While studying for a PhD in mechanical engineering at the Massachusetts Institute of Technology, Wilhelm took up kite surfing. It was an expensive hobby, though, and Wilhelm couldn't afford to buy his own gear. So he began designing his own, hand-sewing the kites and building the surfboards. "Half of the equipment performed beautifully, half failed spectacularly," recalls Wilhelm, who began documenting his designs on his own website.
Soon Wilhelm was inundated with notes from kite-surf dudes asking for advice, sharing their ideas and swapping photographs. Dealing with all the correspondence was time-consuming, and he realised that people like him needed a better way to share their projects online: Instructables was born.
Today the site has step-by-step instructions for 17,000 projects, with as many as 20 new ones added each day. Here you can find out how to make a robot like the one in the movie Wall-E, a flashlight from a Chapstick and an iPod speaker from a tin of mints. More than 350,000 fans rate other people's projects, suggest improvements and add their own photographs and videos. The most popular projects have been compiled in a book, The Best of Instructables.
Of course, people have been "hacking" and modifying - "modding" - gadgets for years. "I've always been taking things apart," says Ilya Eigenbrot, a school principal in Montreux, Switzerland. "I want to find how things work."
Eigenbrot began when he was a student in the 1980s by fixing bits of old equipment and putting together simple computers for friends. Soon he was cannibalising all types of gadgets, including an old boom box that he turned into an in-car CD player. He began by prising the CD player from its plastic casing, then connected it to the car's 12-volt battery via a voltage regulator and glued the whole thing to the dashboard. Magnets placed on top of the disc held it in place as it spun. "It would skip tracks as I drove," Eigenbrot admits, "but at least you could change the disc very easily."

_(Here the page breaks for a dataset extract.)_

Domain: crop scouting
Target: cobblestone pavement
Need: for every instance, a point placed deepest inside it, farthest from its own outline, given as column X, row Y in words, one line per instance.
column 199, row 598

He recommends scouring eBay for broken equipment. Then it's just a matter of waiting until the replacement part you need to fix it comes up for sale. Alternatively, if you're after a common gadget like a laptop, you'll find eBay is awash with machines with cracked screens, faulty hard drives and missing keys. Buy three with different faults, strip them down, reassemble the working parts and you can have a perfect laptop for less than £20.
You don't even have to be handy with a soldering iron to make techie gifts. With pliers, a penknife and some silicone sealant you can transform a Lego brick into a trendy USB flash memory stick. Similar designs cost a small fortune from gift catalogues, yet many companies now give away the central component - a USB stick - for free, says Ian Hampton from Oxford, UK, whose instructions are published on Instructables.
Eigenbrot worries that the popularity of websites such as Instructables will lead to a run on components. "Supplies have dwindled in the past couple of years," he laments. "People know what they are looking for, so it's getting harder to pick up a bargain."
For most modders and hackers, though, saving money isn't the point. "People make things to express themselves," says Wilhelm. "It's a backlash against mass consumerism. When you make something, you value it more and have a deeper connection with it." Better still, your loved ones will appreciate the time and effort you have put into their gifts.
Perhaps that's just as well, because home-made isn't always cheaper. As anyone who bakes can testify, a shop-bought cake is usually cheaper than the individual ingredients. Technology is no exception.
Be inventive, though, and your home-made presents could even earn you money. Two years ago Joe Langevin, an electronics graduate from Seattle, launched the website Hack N Mod (
Hack N Mod - Amazingly Cool Hacks, Mods, and DIY Projects) for people to share their hacked and modified gadgets. He pays $40 to anyone who submits an original project that he features on his website. Who knows, you could be one of the few making a profit this credit-crunch Christmas.